У меня было несколько случаев клинической смерти или очень, знаете ли, близких состояний, если позволите, в Ираке. Знаешь, был случай, когда меня чуть не похитили.
У меня было четыре околосмертных опыта — очень, очень околосмертных переживаний, и о некоторых из них я никогда не говорил публично.
Я знаю людей, которые пережили околосмертный опыт или пережили неизлечимую болезнь и прошли через другую сторону.
Околосмертные переживания высвобождают много эндорфинов, что приводит к естественному кайфу, — прошептал Тод. — И совершенно верно, что одна страсть подпитывает другую. Мои эндорфины не слушаются тебя.
Я действительно думаю, исходя из того, что мы знаем о людях, переживших околосмертный опыт, что они часто чувствуют тепло, свет и чувство любви, и было бы здорово, если бы это было там, когда мы умирали.
У меня было удивительное количество околосмертных переживаний: я чуть не подорвался на мине в Судане; Ночью я застрял на реке Замбези; В Аризоне меня сорвали с родео-лошади, и меня пришлось доставить по воздуху в больницу; и, что хуже всего, я однажды съел лапшу.
Очень часто (в предсмертных переживаниях) человек сталкивается с божественным или ангельским существом.

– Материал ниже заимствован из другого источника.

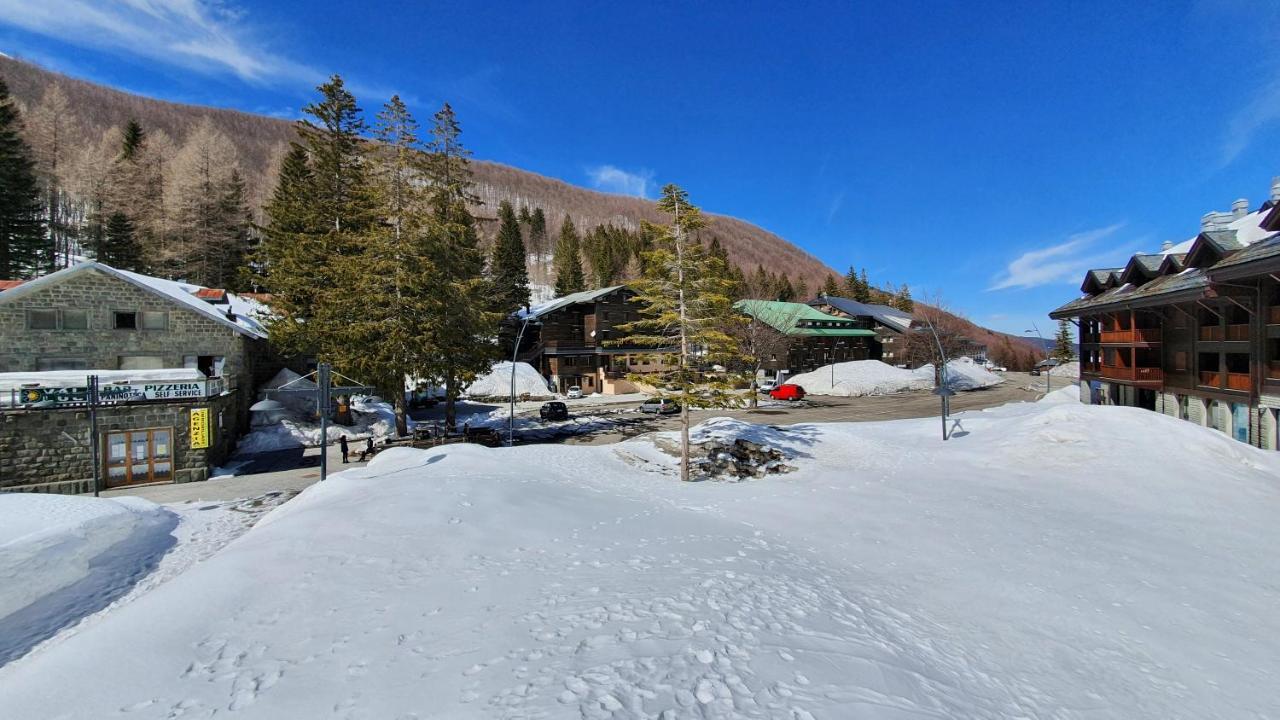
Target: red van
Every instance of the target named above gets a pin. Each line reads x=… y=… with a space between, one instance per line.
x=787 y=392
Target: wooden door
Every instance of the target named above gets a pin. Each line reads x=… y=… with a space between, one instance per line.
x=138 y=456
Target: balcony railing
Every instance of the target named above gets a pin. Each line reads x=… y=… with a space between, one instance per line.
x=1234 y=381
x=1133 y=374
x=1230 y=333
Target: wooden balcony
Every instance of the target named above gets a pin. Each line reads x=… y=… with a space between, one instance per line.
x=1239 y=382
x=1230 y=333
x=1133 y=374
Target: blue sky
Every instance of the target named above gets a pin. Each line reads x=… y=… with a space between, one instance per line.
x=984 y=153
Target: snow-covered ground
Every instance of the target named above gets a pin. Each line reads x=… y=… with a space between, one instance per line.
x=67 y=560
x=1028 y=568
x=860 y=377
x=497 y=382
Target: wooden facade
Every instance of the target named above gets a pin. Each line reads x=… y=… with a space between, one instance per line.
x=1194 y=336
x=570 y=342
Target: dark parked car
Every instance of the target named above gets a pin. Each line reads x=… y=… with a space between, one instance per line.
x=787 y=391
x=659 y=405
x=553 y=411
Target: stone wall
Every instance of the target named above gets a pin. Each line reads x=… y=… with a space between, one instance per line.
x=50 y=450
x=248 y=361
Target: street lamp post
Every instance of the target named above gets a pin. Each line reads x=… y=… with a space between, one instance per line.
x=1048 y=376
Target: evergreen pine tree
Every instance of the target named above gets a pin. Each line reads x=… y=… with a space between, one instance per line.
x=831 y=287
x=864 y=287
x=684 y=302
x=461 y=326
x=120 y=247
x=132 y=140
x=507 y=269
x=538 y=233
x=22 y=228
x=568 y=260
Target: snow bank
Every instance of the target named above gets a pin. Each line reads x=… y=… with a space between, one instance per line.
x=891 y=575
x=963 y=374
x=1068 y=370
x=497 y=382
x=860 y=377
x=63 y=557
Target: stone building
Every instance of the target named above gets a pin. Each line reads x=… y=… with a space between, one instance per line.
x=177 y=368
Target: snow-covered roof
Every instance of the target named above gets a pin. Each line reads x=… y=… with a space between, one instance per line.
x=247 y=313
x=883 y=314
x=556 y=304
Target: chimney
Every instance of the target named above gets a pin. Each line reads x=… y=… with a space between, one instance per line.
x=1239 y=209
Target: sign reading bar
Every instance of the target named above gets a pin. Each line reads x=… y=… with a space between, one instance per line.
x=199 y=428
x=128 y=392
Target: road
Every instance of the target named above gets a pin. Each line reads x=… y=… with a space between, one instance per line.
x=275 y=473
x=817 y=409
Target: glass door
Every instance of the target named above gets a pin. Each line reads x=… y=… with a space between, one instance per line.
x=138 y=456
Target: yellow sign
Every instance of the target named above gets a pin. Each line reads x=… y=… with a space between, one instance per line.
x=199 y=428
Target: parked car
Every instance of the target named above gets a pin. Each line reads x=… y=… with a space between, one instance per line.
x=787 y=391
x=556 y=410
x=659 y=405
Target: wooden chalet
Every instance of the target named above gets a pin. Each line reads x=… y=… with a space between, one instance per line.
x=817 y=338
x=1193 y=331
x=567 y=340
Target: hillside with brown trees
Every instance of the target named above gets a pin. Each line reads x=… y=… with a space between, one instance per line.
x=74 y=128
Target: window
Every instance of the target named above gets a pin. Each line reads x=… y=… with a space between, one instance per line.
x=74 y=319
x=42 y=319
x=155 y=320
x=141 y=361
x=69 y=319
x=126 y=320
x=60 y=364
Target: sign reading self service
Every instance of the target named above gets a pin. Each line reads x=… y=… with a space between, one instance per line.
x=199 y=428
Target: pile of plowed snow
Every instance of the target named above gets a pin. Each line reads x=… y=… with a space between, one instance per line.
x=963 y=374
x=63 y=557
x=860 y=377
x=497 y=382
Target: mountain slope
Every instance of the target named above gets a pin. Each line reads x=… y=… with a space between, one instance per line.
x=261 y=140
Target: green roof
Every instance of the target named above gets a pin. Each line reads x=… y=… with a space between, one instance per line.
x=800 y=319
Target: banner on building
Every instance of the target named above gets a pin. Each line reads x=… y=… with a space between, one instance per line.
x=199 y=428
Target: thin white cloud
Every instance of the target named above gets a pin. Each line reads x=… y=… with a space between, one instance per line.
x=1261 y=112
x=202 y=35
x=611 y=178
x=1056 y=263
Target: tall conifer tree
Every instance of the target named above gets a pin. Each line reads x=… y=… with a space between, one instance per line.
x=568 y=260
x=507 y=269
x=22 y=229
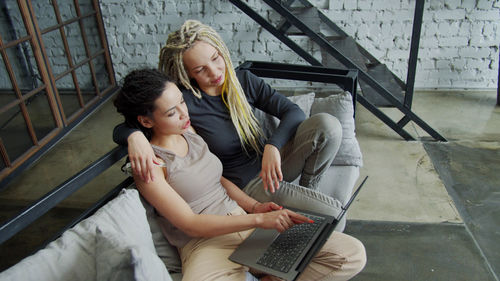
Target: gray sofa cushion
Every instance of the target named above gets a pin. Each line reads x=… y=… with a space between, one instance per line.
x=340 y=105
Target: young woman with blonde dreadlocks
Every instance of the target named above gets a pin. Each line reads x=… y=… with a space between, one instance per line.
x=220 y=101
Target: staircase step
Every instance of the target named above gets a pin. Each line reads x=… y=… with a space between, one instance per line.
x=348 y=47
x=388 y=80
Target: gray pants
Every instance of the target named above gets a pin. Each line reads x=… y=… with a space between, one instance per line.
x=308 y=155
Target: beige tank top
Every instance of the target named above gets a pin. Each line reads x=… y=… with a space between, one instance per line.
x=196 y=178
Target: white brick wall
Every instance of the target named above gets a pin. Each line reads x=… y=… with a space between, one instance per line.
x=458 y=49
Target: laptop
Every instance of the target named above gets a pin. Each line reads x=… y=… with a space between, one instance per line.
x=287 y=254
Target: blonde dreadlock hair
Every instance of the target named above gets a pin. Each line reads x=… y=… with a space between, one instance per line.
x=171 y=63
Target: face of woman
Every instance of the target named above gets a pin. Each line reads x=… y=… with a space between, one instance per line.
x=171 y=114
x=204 y=64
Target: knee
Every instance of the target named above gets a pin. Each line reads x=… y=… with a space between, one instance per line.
x=328 y=125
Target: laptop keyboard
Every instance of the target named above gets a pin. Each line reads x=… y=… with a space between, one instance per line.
x=287 y=247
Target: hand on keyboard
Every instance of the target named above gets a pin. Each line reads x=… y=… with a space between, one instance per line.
x=281 y=220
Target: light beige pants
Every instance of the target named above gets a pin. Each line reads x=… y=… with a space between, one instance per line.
x=341 y=258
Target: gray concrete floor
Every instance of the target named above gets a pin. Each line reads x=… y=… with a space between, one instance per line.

Это может быть описано как Христос, ангел, даже Бог.
Я не знаю ни одного китайского блогера, который попал в тюрьму, но я знаю нескольких, чьи блоги были закрыты. Я также знаю некоторых китайских блоггеров, которым полицейские звонили с угрозами и призывали их «быть осторожными». В некоторых случаях они на время прекращали вести блог.
Я ехал из Каликута в Патиалу и устал. Я получил несколько звонков, а потом узнал, что Милха Сингх скончалась. Мне было очень плохо, потому что мы потеряли Милку Джи.
За [первые] пятнадцать лет [полевой работы] я могу вспомнить всего десять раз, когда мне едва удалось спастись от смерти. Два из них утонули во время тайфунов, один — когда на нашу лодку напал раненый кит; однажды нас с женой чуть не съели дикие собаки, однажды мы подверглись большой опасности со стороны фанатичных лам-священников; два раза были на грани, когда я упал со скалы, один раз меня чуть не поймал огромный питон, а дважды меня могли убить бандиты.
Я совершенно не боюсь смерти. Судя по моему исследованию клинической смерти и личному опыту, смерть, по моему мнению, — это просто переход в другую реальность.
Мой отец несколько лет служил в ВВС наземным экипажем и особо об этом не говорит. Я знаю, что это там. Я думаю, что моя главная мысль о прямом или косвенном опыте, столь близком к дому, — это на самом деле идея самопожертвования.
Итак, что мы знаем? Во-первых, профессора Фассбиндера и его дочь похитили. Во-вторых, что кто-то похитил их. В-третьих, что моя рука горит.
Скажем просто, что мы знаем больше о деталях часов, непосредственно предшествовавших и о фактической смерти Иисуса в Иерусалиме и его окрестностях, чем о смерти любого другого человека во всем древнем мире.
Общество, которое больше не знает, как сопровождать каждую смерть надлежащими ритуалами, которое не знает, что смерть — это не конец, а только часть пути, сбилось с пути, разорвало самое сердце своей человечности. вне.
Я жил недалеко от границы с Китаем и однажды ночью просто вышел из дома и пошел через замерзшую реку, разделявшую две страны. Мне повезло, что у моей семьи были близкие отношения с некоторыми пограничниками, так что я смог пересечь границу без происшествий.
Итак, вот одна из моих теорий счастья: мы не можем знать, прожили ли мы действительно счастливую жизнь до самого конца. Этот взгляд на жизнь и смерть подкреплялся моим непосредственным свидетелем подготовки к смерти Филипа Гулда. Филип, без сомнения, был моим самым близким другом в политике. Когда он умер, я почувствовал, что потерял конечность.